Harun shrugged at Severide and nodded toward the two scouts. The lieutenant shrugged back and turned to the men.
“Finish setting up camp. The captain and I are going to have a look at what Craven and Futzhall found.”
The four of them walked down the trail from the overlook, through a gap in the rocks.
“What is it?” Severide said.
Futzhall looked back at him.
“I’m not sure we can explain.”
The trail descended past green trees, green bushes, and mossy rocks. Holly speckled the edges of the path with hard, spiny leaves. The rocks to either side reached upward until the trail leveled off in a wooded terrace, strewn with camp goods. Tents, fire bowls, packs. Everything but guns and swords.
Also, a dozen or so headless bodies in Shenandoah uniforms.
Craven and Futzhall turned and stopped just short of the bodies. Harun and Severide marched past them and spun around.
The rocks formed a wall blocking the way uphill, a single crevice marking the trail they had taken from the overlook. To either side of the crevice, stakes rose from the forest floor. Atop each stake was the head of a man, blue in death, mouths agape.
“What the fuck,” said Severide.
“The flag,” said Craven.
Attached to one of the stakes was a flag. It was smeared with red clay, but underneath could be seen the black of the Shenandoah.

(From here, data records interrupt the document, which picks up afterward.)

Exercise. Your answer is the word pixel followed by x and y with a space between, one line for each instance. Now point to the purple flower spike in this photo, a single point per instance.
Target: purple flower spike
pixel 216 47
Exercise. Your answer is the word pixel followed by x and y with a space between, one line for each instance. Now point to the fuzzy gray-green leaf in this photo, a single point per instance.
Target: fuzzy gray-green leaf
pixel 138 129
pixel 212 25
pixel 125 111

“That’s the kingdom’s flag,” Harun said.
“Those are the king’s men who camped at the overlook,” Severide said.
Futzhall stepped up to flag, grabbed its corner, and extended it. In the red clay smear were drawn three symbols, as if with a finger. A crescent, and star, and the letter T.

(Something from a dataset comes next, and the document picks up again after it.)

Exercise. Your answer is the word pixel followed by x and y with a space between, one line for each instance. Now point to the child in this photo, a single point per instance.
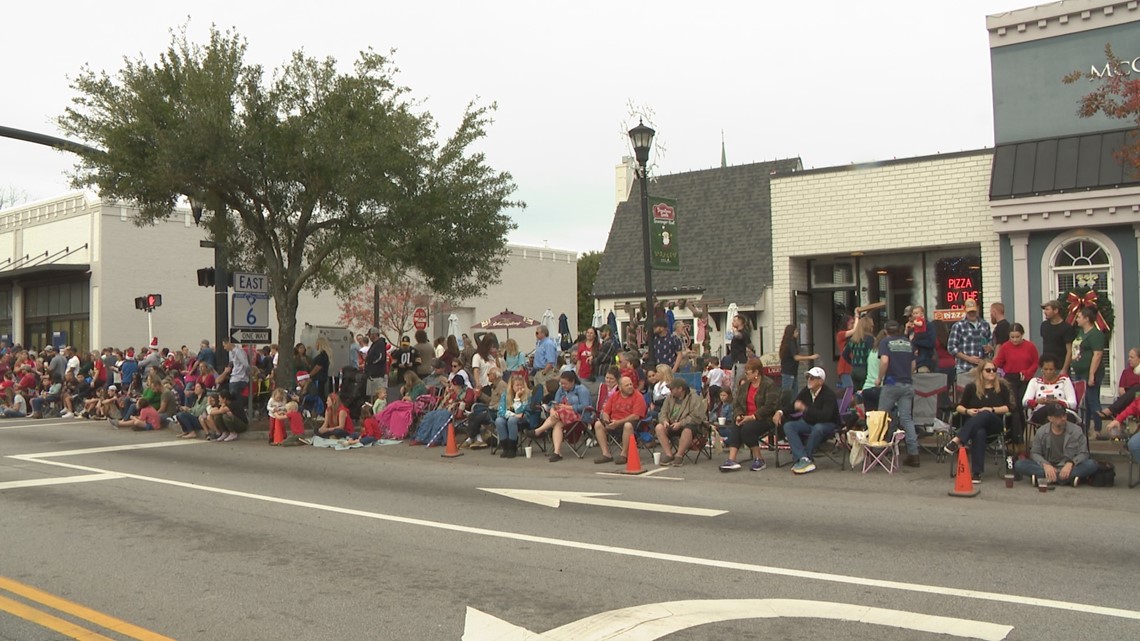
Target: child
pixel 146 421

Harun looked at the ground, put his hand on his face. He looked up and pointed at the defaced flag.
“That’s meant to signify Orange. This,” he waved his hands around to take in the whole scene, “is a warning to Shenandoah not to rise to the ridge along this trail.”
Craven and Futzhall nodded, nervously.
“But,” Severide said, “who did this?”
Harun shrugged. Futzhall dropped the flag.
“The Burnt Shack,” said Craven.
“No,” said Harun, his voice betraying a slow boil. “The Burnt Shack insurgents are white racialists like the Shenandoans. They’d never champion the Orange.”
“The Burnt Shack are Old Christians,” Futzhall said. “The Kingdom is heathen. Could be a religious thing.”
Harun nodded. The Shenandoans were white racialists, but also Nordic pagans and the Burnt Shack would find cause against that. But Orange was nominally Muslim, although all faiths were encouraged. And Orange was racially mixed. The Burnt Shack movement hated that.
“The Burnt Shack would never champion the Orange,” Harun repeated. “We’re Muslim and mixed.”
The other three men nodded in acceptance.
“Then, who?” Severide said.
Harun rubbed his stubbled chin.
“Either some rogue element of Orange,” he said. “But, I don’t know of any rogue elements.”
The other three men focused on him.
“Or?” said Futzhall.
“Or,” Harun said, “the wild folk did this.”
Severide took a step back and shook his head.
“But why?”
“I don’t know,” said Harun. “But, they’re the least absurd option.”
Craven and Futzhall stared up at the heads of the murdered Shenandoans.
“Maybe,” Craven said, “they want to stop the Kingdom’s incursions into their lands.”
Harun considered it. He felt an epiphany boiling to the surface.
“They just don’t want conflict in the hills.”
Severide considered it, and nodded.
“This,” Futzhall said, waving to the severed heads, “seems a bit extreme.”
Harun huffed a poorly stifled laugh.
“It gets the message across, though.”
“Captain,” Craven said, pointing at the wall of rock.
On a flat surface, between two cracks, a pair of intersecting triangles formed a star in blood. Likely, Shenandoan blood.
“Cumber Six,” Severide said. A leader among the wild folk, a ramkin as old as Jeddy Ridvan. A survivor from the United Times.
“So,” Harun said, “they wanted to make sure the Shenandoans knew this wasn’t us.”